Wednesday, September 8, 2010
Nine years ago today, my husband and I moved into the first home we built. We were newly married and full of hopes to build a life and family together there. Leaving that home was emotionally very hard for me. Tears well even now as I look back at this favorite photo taken just a few days before Shine's birth. You pour your heart into building a home, improve it over the years, and most of all envision your children growing up there and marking their own milestones in it.

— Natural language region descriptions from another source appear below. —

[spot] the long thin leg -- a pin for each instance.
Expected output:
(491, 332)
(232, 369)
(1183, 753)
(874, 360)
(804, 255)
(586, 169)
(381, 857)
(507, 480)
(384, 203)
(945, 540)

It's hard to believe that anyone else would ever appreciate all the decisions you make when building a home, and I don't think it would be fair to expect that they possibly could. Do they know that Shimmer stood by the limelight hydrangea with Daddy for a picture on her first day of kindergarten; that Shine's chair at our kitchen island was the one on the end by the refrigerator; that the reading light in the living room was given to me by husband on my birthday while we were building the house; or, that the scratches on the hardwood maple floors are from our faithful black lab who we know will soon be leaving this world? No. No more than I know now all the things they've found meaning in as they make it their own.

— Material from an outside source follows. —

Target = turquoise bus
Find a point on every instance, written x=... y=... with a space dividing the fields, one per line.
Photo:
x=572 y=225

Now my husband is giving life to a home more beautiful than I ever could have dreamed of to replace the heartache of leaving our first family home. I pray that it will bring happiness and warm memories to our family for generations to come. More than this though, I pray that we'll remember rooms are also being prepared for us in our heavenly home, and how much more will we realize then, how even this beautiful home will pale in comparison...
"Memory is a way of holding onto the things you love, the things you are, the things you never want to lose."